Reading Books. Loving Dogs, Poets And Some Authors

Three book spines facing front

Something Old, Something New

I’ve been on what feels like a marathon reading binge these past two weeks. If I’m not pulling a library book out of the pile that I’ve stacked on the floor of my study, I’m taking one off of the night stand: can I possibly get even more reading time in before I fall asleep?

Don’t let the photo lull you into a complacent sense of thinking you know what my book appetites are – although I did make it easy for you to do just that now, didn’t I?

I’ve discovered CS Harris, a woman who writes a Regency England series about a guy named Sebastian St Cyr – I’m flying through these out of order. It’s like being on a hormonal chocolate high when you can’t read eat fast enough to satisfy the cravings.

Two of my favorite poets have recently published: Mary Oliver and Sharon Olds. I keep these two books on the top of the book pile on my night stand. Buying them sent me out to the Barnes And Noble book store on Monroe Ave. Twice. The first time, I had to rethink my purchases because Sharon Old’s new book of poems, Stag’s Leap, wasn’t on the shelf. In fact, it wasn’t anywhere in the store. Which, one of the employees assured me, wasn’t a good thing, but she was happy to order it for me.

I walked out of B&N that day with Mary Oliver’s Swan – Poems And Prose Poems and Little Boy Blue, by Kim Kavin. Quite the interesting mix of women and dogs. Mary Oliver, long celebrated as one of our greatest American poets; her poems are about what she sees every day: birds, trees, the sky; the beach, the play of light in the forest; foxes, insects; love – having it and grieving its loss. She writes about the dogs she’s had over the years and kisses.

Kim Kavin’s experience as a professional journalist makes her the perfect author for Little Boy Blue. After adopting a young (male) hound-mix dog that she names Blue, she gets curious about  his background. When she finds out that he was scheduled to be killed in the gas chamber that operates out of one of the animal shelters in North Carolina, she decides to find out as much as she can about how he was saved.

Like Mary Oliver, Kim Kavin writes about the dogs she’s had over the years. Except that Kavin’s focus stays on dogs. Her meticulous research weaves together her personal adoption story around everything that she uncovers about how the adoption movement, washing seamlessly over our country, has become very like a tsunami.

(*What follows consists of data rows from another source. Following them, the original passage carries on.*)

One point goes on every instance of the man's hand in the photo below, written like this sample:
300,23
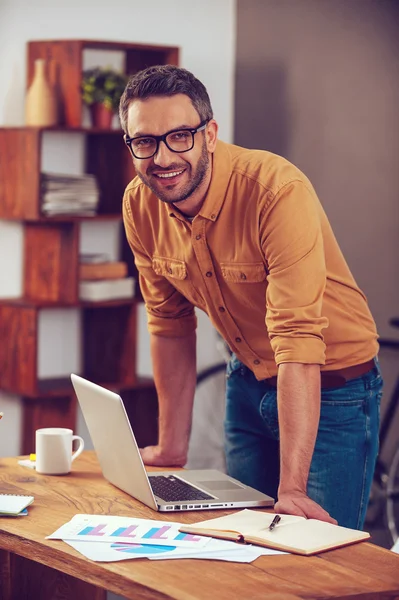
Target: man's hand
298,503
157,457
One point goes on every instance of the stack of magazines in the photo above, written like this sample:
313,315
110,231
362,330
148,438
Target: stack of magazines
69,194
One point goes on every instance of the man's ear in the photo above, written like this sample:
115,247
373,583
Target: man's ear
211,133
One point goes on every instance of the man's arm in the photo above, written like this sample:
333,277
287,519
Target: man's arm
174,365
298,398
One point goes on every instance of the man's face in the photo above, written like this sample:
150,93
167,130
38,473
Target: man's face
173,177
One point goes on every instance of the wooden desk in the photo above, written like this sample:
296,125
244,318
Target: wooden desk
34,568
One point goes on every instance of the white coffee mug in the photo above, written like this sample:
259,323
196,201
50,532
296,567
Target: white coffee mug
54,454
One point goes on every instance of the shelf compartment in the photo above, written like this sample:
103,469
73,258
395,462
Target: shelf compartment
19,173
51,262
65,59
18,355
109,353
21,148
108,349
39,304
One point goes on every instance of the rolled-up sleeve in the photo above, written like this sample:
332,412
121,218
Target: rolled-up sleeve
169,313
292,243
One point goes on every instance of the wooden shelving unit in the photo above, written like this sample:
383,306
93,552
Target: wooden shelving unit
51,254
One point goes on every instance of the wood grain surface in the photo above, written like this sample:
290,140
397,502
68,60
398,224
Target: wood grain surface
358,572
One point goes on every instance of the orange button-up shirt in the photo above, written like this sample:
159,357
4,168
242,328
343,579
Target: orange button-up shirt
259,258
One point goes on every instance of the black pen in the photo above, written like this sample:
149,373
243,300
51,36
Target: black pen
275,522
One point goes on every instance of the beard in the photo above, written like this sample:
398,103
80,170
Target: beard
196,177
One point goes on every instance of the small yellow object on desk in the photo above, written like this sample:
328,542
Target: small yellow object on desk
28,462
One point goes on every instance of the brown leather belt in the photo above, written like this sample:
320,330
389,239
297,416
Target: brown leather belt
337,378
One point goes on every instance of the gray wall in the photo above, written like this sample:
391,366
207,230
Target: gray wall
318,82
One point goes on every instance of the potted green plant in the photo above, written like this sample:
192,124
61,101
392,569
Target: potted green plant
102,89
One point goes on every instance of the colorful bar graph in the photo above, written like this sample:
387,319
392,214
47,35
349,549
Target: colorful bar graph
93,530
125,531
188,537
157,533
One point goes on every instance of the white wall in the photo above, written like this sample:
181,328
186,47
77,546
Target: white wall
205,33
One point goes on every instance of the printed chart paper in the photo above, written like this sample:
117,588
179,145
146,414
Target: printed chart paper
215,550
105,528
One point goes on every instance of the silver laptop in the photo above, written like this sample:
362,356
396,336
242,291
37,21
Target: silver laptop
121,462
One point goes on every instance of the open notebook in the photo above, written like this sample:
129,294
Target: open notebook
12,505
292,534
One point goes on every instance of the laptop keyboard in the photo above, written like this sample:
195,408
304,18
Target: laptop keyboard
171,489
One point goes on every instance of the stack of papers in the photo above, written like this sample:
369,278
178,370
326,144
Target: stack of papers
69,194
110,538
13,505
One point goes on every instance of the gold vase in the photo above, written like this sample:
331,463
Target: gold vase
40,104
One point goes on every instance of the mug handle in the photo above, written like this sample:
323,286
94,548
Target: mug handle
80,448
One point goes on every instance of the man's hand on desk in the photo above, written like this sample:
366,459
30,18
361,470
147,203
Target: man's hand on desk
159,457
297,503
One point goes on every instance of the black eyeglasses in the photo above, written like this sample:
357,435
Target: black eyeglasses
177,140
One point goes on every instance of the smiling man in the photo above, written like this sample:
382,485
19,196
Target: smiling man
242,235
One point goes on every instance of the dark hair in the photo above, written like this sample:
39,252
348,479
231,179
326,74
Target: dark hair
165,80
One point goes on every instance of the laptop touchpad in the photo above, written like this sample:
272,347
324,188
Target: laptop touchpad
221,484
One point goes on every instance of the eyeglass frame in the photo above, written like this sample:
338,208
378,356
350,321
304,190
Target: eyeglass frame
162,138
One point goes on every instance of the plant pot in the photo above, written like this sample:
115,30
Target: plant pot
101,116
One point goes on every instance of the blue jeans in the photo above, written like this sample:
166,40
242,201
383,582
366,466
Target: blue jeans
346,449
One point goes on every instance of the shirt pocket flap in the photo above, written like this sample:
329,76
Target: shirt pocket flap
169,267
243,272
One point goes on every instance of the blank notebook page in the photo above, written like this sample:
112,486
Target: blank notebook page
11,504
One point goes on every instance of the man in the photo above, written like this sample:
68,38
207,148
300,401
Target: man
241,234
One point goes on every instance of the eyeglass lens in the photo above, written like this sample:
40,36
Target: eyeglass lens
177,141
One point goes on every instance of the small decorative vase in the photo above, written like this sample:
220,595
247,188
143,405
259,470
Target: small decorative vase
101,116
40,104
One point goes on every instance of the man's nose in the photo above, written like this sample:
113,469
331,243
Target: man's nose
163,156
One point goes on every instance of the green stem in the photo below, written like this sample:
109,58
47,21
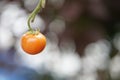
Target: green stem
32,16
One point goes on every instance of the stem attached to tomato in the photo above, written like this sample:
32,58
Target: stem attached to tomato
32,16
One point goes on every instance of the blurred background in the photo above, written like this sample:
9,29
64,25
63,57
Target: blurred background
83,40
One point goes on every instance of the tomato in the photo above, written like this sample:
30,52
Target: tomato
33,43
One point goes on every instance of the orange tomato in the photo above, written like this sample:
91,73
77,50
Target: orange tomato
33,43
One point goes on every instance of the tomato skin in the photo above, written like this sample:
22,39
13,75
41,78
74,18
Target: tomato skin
33,43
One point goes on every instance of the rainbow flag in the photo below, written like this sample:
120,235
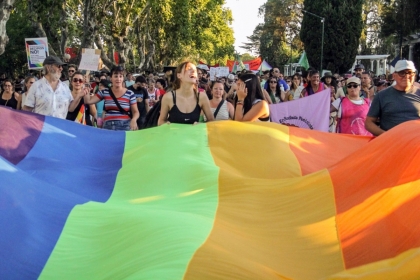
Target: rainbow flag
223,200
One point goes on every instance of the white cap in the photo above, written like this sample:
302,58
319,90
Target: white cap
404,65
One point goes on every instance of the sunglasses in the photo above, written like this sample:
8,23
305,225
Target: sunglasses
402,74
352,86
75,80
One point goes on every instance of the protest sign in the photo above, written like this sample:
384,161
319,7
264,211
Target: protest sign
311,112
36,52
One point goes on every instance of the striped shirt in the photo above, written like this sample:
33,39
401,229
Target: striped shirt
112,111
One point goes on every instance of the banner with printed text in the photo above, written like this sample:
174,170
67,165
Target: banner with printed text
310,112
36,51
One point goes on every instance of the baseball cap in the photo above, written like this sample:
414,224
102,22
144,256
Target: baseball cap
53,60
353,80
359,66
404,65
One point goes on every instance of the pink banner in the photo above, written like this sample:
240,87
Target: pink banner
312,112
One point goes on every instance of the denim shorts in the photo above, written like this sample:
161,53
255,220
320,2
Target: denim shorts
117,125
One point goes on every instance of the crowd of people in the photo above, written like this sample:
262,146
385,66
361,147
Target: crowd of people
118,100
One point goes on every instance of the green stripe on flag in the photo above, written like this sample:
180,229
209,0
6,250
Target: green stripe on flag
161,211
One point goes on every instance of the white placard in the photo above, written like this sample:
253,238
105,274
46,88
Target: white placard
213,73
37,51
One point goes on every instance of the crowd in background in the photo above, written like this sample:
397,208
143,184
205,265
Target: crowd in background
118,100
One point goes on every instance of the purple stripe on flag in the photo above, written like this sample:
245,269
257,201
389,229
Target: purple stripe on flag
18,135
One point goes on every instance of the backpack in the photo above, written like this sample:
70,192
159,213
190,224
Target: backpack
152,116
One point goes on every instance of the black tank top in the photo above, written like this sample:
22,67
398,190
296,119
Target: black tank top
176,116
12,102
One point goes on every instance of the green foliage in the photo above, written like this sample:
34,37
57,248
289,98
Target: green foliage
145,32
343,27
277,39
14,61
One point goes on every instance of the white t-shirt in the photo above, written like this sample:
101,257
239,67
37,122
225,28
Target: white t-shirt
337,105
48,102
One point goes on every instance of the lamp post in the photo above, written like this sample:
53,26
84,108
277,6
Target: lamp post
322,40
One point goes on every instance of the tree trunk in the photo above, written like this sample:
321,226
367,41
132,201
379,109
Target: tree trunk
5,8
105,59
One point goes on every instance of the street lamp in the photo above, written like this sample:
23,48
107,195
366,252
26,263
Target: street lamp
322,41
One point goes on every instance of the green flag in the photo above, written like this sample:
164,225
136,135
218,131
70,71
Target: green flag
303,61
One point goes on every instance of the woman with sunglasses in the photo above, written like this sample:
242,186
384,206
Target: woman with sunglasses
351,110
120,103
296,88
221,109
274,94
9,97
83,113
184,103
250,103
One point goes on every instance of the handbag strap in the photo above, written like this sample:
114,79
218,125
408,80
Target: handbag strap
218,108
118,103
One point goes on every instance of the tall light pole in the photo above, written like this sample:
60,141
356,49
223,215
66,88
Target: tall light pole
322,40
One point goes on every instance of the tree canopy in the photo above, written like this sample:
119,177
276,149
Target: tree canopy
147,34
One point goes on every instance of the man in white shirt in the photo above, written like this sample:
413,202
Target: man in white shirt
49,96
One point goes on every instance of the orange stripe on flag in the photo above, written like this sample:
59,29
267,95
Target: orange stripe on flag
271,223
378,216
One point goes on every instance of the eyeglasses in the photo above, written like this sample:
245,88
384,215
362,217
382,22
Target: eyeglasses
352,86
75,80
402,74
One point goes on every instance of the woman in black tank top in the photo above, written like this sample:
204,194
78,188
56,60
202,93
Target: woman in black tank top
184,103
250,103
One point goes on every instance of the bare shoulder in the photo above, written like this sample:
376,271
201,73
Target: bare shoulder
202,95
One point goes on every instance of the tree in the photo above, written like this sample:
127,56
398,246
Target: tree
18,30
5,8
343,27
278,36
147,34
401,18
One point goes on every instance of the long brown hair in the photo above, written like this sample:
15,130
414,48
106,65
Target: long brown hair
180,69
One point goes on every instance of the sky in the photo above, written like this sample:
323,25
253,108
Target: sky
245,19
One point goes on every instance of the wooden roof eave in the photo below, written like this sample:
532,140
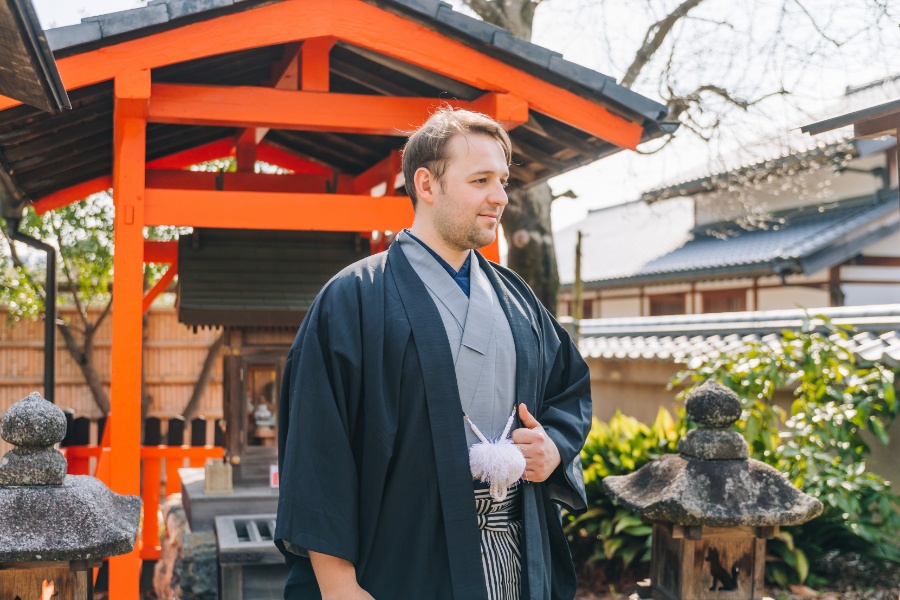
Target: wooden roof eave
358,23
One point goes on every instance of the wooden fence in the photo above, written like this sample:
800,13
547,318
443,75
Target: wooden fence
169,445
173,358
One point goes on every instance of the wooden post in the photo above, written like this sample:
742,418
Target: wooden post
577,289
132,95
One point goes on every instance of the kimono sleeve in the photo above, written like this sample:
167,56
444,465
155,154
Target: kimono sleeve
565,413
319,486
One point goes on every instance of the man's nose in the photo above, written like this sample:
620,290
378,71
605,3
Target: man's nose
498,195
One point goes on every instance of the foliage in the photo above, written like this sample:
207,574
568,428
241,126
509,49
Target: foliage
605,535
819,442
82,234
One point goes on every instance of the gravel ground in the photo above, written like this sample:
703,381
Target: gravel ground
851,578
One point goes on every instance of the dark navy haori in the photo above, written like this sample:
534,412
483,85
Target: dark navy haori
373,449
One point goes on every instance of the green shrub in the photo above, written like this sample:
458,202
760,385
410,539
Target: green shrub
819,443
607,536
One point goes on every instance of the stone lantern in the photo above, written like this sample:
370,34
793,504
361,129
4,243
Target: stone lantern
54,527
712,508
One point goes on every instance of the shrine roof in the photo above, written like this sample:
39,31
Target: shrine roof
683,338
45,155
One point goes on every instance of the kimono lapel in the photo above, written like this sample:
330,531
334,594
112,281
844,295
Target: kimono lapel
528,373
524,331
476,335
446,420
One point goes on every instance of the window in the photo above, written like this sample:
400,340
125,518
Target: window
724,301
666,304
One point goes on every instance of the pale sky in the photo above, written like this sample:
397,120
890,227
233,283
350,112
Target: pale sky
603,35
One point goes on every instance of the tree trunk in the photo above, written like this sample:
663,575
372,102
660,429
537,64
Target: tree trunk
526,225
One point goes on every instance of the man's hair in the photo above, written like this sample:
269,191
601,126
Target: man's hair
427,146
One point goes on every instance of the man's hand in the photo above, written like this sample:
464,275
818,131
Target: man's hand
336,578
541,453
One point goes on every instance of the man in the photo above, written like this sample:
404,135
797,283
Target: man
400,359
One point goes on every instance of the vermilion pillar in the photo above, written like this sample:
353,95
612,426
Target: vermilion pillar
132,95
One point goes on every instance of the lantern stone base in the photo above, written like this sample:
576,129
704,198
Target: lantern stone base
68,579
708,563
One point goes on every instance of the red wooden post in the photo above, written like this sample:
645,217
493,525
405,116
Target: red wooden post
150,495
132,94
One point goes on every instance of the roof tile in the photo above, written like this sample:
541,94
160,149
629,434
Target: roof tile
531,52
72,35
129,20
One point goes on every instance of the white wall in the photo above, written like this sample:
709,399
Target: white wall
810,187
624,307
857,295
792,297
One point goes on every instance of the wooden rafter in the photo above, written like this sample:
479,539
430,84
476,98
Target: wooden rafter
245,106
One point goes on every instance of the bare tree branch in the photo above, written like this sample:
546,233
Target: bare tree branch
488,10
815,25
656,35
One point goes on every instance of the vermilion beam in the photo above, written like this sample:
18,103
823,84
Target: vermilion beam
180,160
385,172
314,64
247,182
73,194
160,287
245,106
282,158
254,210
132,92
285,76
194,156
161,252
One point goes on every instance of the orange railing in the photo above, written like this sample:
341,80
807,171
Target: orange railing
152,457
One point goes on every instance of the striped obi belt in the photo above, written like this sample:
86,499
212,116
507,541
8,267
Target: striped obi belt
500,525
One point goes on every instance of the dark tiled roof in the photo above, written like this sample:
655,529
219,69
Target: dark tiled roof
686,338
27,70
94,30
44,154
252,278
801,241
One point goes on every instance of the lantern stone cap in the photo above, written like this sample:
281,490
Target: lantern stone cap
46,515
712,482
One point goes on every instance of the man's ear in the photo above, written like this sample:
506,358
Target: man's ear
425,182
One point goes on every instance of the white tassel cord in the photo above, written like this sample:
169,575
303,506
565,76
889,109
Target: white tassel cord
499,462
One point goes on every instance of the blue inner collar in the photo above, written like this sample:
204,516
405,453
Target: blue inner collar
461,277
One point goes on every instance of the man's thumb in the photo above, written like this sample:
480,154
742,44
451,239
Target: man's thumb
526,418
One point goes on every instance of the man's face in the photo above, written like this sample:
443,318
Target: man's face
470,198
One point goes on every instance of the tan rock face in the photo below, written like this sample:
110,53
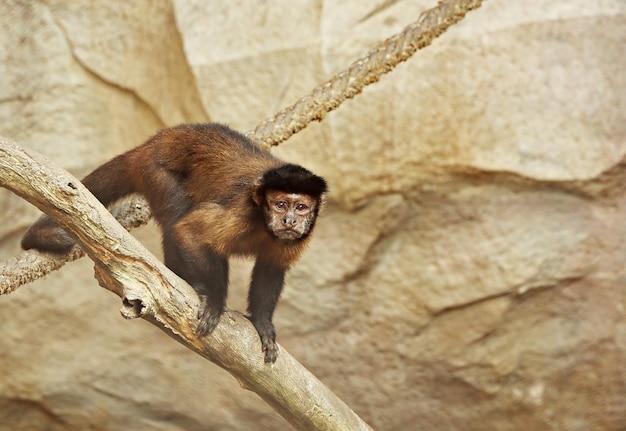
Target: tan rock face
467,271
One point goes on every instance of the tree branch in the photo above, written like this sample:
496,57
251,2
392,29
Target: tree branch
152,291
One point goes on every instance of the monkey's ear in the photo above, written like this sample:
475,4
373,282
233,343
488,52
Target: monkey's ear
258,192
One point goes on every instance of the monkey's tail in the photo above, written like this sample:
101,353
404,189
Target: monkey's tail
108,183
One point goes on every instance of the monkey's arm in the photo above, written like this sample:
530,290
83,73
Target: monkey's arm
265,288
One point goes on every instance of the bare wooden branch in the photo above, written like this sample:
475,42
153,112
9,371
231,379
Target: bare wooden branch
152,291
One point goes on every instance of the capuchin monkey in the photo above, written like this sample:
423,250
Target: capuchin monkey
215,194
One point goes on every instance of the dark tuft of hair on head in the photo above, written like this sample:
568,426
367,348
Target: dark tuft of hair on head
294,179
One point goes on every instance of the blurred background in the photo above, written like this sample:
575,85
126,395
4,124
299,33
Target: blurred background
467,272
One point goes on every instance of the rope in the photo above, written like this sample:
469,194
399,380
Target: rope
364,71
31,265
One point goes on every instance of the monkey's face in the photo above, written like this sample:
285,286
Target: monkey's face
289,216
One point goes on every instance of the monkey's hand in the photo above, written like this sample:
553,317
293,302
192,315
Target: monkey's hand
268,339
46,235
209,317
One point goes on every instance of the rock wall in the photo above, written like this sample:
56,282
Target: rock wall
467,272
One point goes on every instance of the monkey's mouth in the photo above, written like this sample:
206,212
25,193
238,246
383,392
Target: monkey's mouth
287,234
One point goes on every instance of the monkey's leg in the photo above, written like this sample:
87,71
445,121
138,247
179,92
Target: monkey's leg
205,271
265,288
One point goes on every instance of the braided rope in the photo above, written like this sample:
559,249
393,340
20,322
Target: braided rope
364,71
29,266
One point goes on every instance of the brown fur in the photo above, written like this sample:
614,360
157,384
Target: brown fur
207,186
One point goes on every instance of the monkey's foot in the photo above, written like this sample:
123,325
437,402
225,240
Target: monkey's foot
208,320
267,333
270,349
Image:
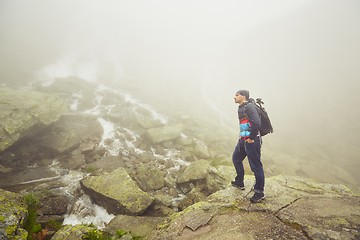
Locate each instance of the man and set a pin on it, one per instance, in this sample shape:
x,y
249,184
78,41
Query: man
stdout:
x,y
249,145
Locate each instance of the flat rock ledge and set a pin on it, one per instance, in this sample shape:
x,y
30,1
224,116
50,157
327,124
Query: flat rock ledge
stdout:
x,y
117,193
294,208
12,216
24,112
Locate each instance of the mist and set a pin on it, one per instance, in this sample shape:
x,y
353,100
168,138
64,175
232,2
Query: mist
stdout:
x,y
301,57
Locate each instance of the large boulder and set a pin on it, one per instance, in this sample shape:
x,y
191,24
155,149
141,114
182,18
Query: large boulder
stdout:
x,y
149,177
294,208
12,216
117,193
201,174
69,132
77,232
24,112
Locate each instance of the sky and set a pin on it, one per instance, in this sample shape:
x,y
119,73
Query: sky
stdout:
x,y
301,57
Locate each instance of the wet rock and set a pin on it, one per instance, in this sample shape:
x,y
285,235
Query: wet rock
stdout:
x,y
294,208
25,112
138,225
325,217
203,175
69,132
69,232
117,193
149,177
200,150
163,134
12,216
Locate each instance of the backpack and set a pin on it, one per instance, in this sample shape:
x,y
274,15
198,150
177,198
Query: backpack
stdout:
x,y
266,126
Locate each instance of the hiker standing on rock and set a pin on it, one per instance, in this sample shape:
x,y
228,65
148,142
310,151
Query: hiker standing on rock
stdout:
x,y
249,145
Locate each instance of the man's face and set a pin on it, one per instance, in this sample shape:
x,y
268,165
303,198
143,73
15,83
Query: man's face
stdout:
x,y
239,98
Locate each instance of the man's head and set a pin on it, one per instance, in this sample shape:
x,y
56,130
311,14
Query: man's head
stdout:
x,y
241,96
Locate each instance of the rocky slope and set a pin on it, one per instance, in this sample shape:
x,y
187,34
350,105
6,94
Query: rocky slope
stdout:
x,y
160,177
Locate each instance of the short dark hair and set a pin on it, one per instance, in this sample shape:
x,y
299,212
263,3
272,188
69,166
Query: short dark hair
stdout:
x,y
244,93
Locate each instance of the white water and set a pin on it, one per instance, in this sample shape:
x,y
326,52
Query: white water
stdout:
x,y
115,139
86,212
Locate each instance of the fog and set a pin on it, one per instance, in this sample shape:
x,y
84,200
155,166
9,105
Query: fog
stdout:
x,y
301,57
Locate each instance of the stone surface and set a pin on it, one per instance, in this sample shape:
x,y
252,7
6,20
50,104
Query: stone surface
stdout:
x,y
117,193
24,112
163,134
12,216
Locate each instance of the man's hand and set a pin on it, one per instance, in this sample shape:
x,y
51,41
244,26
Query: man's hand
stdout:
x,y
249,140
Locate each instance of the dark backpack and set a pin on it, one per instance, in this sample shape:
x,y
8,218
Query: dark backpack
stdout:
x,y
266,126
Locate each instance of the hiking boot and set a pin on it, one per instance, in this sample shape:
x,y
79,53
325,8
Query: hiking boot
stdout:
x,y
237,185
258,197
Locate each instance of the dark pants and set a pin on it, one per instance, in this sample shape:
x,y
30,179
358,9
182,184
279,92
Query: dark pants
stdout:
x,y
253,152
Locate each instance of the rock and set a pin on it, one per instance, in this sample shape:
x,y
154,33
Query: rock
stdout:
x,y
149,177
202,174
70,132
117,193
295,208
145,119
25,112
325,217
200,149
12,216
137,225
69,232
163,134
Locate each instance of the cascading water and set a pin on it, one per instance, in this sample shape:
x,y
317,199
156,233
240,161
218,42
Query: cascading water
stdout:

I found Donald MCaig’s book and Job Michael Evan’s books in B&N’s used book section; probably the best nine bucks that I’ve spent this year! They are oldies but goodies; in one of my former lives, I had every single book that Evans wrote, including the first one that came out under the auspices of the Monks of New Skete. Do you know that story?

Those were the days when I was reading everything I could get my hands on about dogs: breed books, books on anatomy, dog behavior; fiction, essays, magazine articles. What I loved about reading the Job Michael Evans books was that I could see where his next book was going to come from.

And that might be where all of this rambling on about books is headed. Some books invite sequels. Some books can stand alone. But, if they’re going to take on lives of their own and live forever, they have to be compelling. They have to catch you up and not let you go until the last page. Go big or go home.